Smithers uses a custom React reconciler to turn your JSX workflow definitions into an in-memory host tree, then extracts structured task descriptors and an XML snapshot from that tree. This page explains each stage of the pipeline.

Pipeline Overview

JSX elements (Workflow, Task, Sequence, ...)
  |
  v  React component functions (src/components.ts)
Host elements (smithers:workflow, smithers:task, ...)
  |
  v  Custom React reconciler (src/dom/renderer.ts)
HostElement tree (in-memory)
  |
  v  extractFromHost() (src/dom/extract.ts)
TaskDescriptor[] + XmlNode + mountedTaskIds[]
  |
  v  Engine scheduler (src/engine/scheduler.ts)
PlanNode tree + runnable TaskDescriptor[]

Stage 1: JSX Components to Host Elements

Smithers JSX components are thin wrappers that emit host elements with smithers: prefixed tags. They live in src/components.ts.
JSX ComponentHost TagBehavior
<Workflow>smithers:workflowPasses all props through. Children are rendered as implicit sequence.
<Task>smithers:taskAgent tasks: renders children to a prompt string via renderToStaticMarkup. Static tasks: attaches payload as __smithersPayload. Adds __smithersKind as "agent" or "static".
<Sequence>smithers:sequenceReturns null if skipIf is true. Otherwise passes children through.
<Parallel>smithers:parallelReturns null if skipIf is true. Otherwise passes children through.
<Branch>smithers:branchEvaluates if prop and renders either then or else as children.
<Ralph>smithers:ralphReturns null if skipIf is true. Otherwise passes children through.
The <Task> component does the most work. For agent tasks, it calls renderToStaticMarkup on the children to produce a plain-text prompt string. If a outputSchema prop is present and the child is a React element, it injects the Zod schema as a JSON example into the child via cloneElement.
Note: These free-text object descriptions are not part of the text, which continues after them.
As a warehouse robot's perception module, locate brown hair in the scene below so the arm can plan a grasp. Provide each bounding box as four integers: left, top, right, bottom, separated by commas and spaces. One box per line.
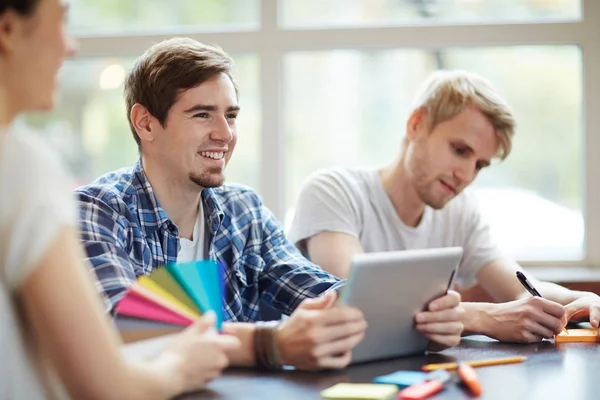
0, 0, 39, 16
414, 70, 516, 160
124, 38, 238, 150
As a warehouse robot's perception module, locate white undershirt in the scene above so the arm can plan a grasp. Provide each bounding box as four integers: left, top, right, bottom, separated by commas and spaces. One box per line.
177, 199, 208, 263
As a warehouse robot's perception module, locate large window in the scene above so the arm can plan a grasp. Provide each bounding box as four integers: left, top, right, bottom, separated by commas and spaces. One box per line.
25, 54, 260, 188
281, 0, 581, 28
27, 0, 600, 265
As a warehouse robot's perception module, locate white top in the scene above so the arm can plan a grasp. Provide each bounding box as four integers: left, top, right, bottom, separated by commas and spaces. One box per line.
288, 168, 503, 289
177, 199, 208, 263
0, 126, 76, 400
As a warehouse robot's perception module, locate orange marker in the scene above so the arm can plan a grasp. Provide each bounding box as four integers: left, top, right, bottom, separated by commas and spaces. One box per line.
398, 370, 451, 400
456, 362, 482, 397
421, 356, 527, 372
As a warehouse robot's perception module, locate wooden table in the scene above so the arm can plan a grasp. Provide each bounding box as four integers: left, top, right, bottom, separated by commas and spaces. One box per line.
181, 336, 600, 400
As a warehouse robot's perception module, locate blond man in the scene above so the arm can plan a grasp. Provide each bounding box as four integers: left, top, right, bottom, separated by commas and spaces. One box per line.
289, 71, 600, 342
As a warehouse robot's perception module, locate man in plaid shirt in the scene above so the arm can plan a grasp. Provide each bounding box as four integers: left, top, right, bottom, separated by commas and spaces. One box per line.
77, 38, 462, 369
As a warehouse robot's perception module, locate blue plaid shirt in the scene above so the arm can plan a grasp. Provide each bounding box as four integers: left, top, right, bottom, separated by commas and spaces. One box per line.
76, 161, 342, 322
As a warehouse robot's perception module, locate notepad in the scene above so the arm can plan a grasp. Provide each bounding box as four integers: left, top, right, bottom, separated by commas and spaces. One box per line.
373, 371, 429, 389
554, 328, 600, 343
321, 383, 398, 400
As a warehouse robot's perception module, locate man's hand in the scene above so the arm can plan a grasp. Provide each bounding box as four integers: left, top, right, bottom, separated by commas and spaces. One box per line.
481, 297, 567, 343
415, 290, 463, 350
276, 291, 367, 370
565, 293, 600, 336
154, 312, 245, 393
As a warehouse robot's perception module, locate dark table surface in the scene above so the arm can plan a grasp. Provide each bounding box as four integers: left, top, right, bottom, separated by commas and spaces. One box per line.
182, 336, 600, 400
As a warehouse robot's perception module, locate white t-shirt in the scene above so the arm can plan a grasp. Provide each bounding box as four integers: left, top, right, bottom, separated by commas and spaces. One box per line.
177, 199, 208, 263
288, 168, 503, 289
0, 130, 76, 400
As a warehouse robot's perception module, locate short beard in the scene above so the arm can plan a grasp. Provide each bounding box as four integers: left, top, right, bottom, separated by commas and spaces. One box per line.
188, 172, 225, 188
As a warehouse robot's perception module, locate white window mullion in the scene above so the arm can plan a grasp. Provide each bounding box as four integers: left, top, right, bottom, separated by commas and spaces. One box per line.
580, 0, 600, 266
259, 0, 285, 221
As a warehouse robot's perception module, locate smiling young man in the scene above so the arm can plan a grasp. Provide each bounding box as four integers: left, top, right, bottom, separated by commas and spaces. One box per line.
77, 38, 462, 369
289, 71, 600, 342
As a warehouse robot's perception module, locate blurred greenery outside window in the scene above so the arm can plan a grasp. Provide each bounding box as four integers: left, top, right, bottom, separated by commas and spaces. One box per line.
23, 0, 584, 260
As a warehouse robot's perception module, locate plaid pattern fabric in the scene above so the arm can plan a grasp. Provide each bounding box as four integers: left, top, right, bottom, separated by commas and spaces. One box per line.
76, 161, 342, 322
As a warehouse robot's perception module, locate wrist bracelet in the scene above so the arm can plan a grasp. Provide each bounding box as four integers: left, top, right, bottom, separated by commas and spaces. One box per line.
254, 321, 281, 369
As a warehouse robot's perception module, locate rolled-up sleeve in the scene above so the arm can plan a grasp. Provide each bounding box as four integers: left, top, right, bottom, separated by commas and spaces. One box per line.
260, 206, 343, 315
76, 192, 136, 312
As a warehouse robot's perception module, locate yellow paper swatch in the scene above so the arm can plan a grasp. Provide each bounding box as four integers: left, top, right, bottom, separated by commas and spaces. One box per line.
321, 383, 398, 400
554, 328, 600, 343
138, 269, 201, 318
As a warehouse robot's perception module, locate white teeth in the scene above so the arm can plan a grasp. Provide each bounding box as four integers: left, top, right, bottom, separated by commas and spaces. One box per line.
200, 151, 225, 160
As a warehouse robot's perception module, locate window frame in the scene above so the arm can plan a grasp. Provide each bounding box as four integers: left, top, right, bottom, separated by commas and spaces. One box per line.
76, 0, 600, 268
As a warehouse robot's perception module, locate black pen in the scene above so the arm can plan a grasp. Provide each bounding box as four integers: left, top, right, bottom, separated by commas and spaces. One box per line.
517, 271, 569, 335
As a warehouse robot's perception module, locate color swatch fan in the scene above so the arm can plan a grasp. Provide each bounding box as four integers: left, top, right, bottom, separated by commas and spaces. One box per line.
116, 261, 225, 330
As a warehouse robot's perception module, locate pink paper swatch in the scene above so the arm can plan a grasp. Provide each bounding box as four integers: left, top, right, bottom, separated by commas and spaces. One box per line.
117, 291, 193, 326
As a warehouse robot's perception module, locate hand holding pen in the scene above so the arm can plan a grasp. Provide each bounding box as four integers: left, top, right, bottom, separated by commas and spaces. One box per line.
517, 271, 569, 335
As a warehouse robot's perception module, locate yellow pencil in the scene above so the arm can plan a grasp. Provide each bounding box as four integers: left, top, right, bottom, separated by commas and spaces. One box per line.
421, 356, 527, 372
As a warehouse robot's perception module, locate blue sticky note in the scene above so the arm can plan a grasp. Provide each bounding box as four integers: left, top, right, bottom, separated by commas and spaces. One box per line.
373, 371, 429, 388
195, 261, 223, 330
165, 262, 211, 313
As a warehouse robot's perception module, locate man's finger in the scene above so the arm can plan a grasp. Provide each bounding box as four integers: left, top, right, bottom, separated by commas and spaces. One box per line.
427, 290, 460, 311
298, 290, 337, 310
415, 308, 460, 324
186, 311, 217, 332
321, 319, 367, 343
590, 304, 600, 328
415, 321, 464, 335
319, 351, 352, 369
315, 306, 365, 325
315, 332, 365, 358
534, 297, 566, 318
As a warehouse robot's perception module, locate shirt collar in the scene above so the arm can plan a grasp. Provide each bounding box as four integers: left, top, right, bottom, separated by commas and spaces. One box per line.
133, 158, 172, 235
133, 158, 224, 235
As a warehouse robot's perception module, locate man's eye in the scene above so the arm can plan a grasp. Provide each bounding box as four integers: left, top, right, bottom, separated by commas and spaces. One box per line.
452, 146, 465, 156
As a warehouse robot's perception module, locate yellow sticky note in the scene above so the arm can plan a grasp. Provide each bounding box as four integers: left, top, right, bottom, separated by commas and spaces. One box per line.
138, 269, 201, 318
321, 383, 398, 400
554, 328, 600, 343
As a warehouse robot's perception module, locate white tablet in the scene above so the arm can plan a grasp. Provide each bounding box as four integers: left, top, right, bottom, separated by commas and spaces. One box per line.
340, 247, 463, 363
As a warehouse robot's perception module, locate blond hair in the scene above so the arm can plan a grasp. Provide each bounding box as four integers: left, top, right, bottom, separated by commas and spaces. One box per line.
414, 70, 516, 160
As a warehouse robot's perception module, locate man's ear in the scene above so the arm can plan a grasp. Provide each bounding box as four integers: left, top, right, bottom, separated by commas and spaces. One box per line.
0, 10, 22, 54
406, 107, 427, 140
129, 103, 156, 143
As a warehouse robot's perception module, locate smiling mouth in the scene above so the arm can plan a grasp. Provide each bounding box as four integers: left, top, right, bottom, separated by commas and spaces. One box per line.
440, 180, 456, 194
199, 151, 225, 160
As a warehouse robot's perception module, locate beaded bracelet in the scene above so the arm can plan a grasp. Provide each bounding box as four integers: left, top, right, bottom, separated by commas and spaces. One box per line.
254, 321, 281, 369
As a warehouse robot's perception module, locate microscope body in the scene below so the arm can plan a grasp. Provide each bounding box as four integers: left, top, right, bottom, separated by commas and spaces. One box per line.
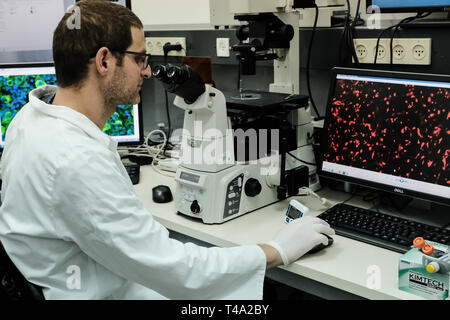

Stage 2: Custom React Reconciler

The reconciler is implemented in src/dom/renderer.ts using the react-reconciler package. It builds an in-memory tree of HostElement and HostText nodes.

HostConfig

The reconciler’s host config supports mutation but not persistence or hydration:
{
  supportsMutation: true,
  supportsPersistence: false,
  supportsHydration: false,
  isPrimaryRenderer: true,
  supportsMicrotasks: true,
}
Key operations:
MethodWhat it does
createInstance(type, props)Creates a HostElement with tag, string-coerced props, and raw rawProps.
createTextInstance(text)Creates a HostText node.
appendInitialChild / appendChildAppends a child to a parent element’s children array.
appendChildToContainerSets the container’s root to the given node.
removeChild / removeChildFromContainerRemoves nodes via splice or null assignment.
commitUpdateUpdates element props and rawProps via re-creation with createElement.
commitTextUpdateDirectly mutates the text node’s text property.
Props are stored in two forms:
  • props: String-coerced key-value pairs (used for XML serialization). Functions, undefined values, and keys starting with __ are excluded.
  • rawProps: The original props object with full type fidelity (used for task extraction).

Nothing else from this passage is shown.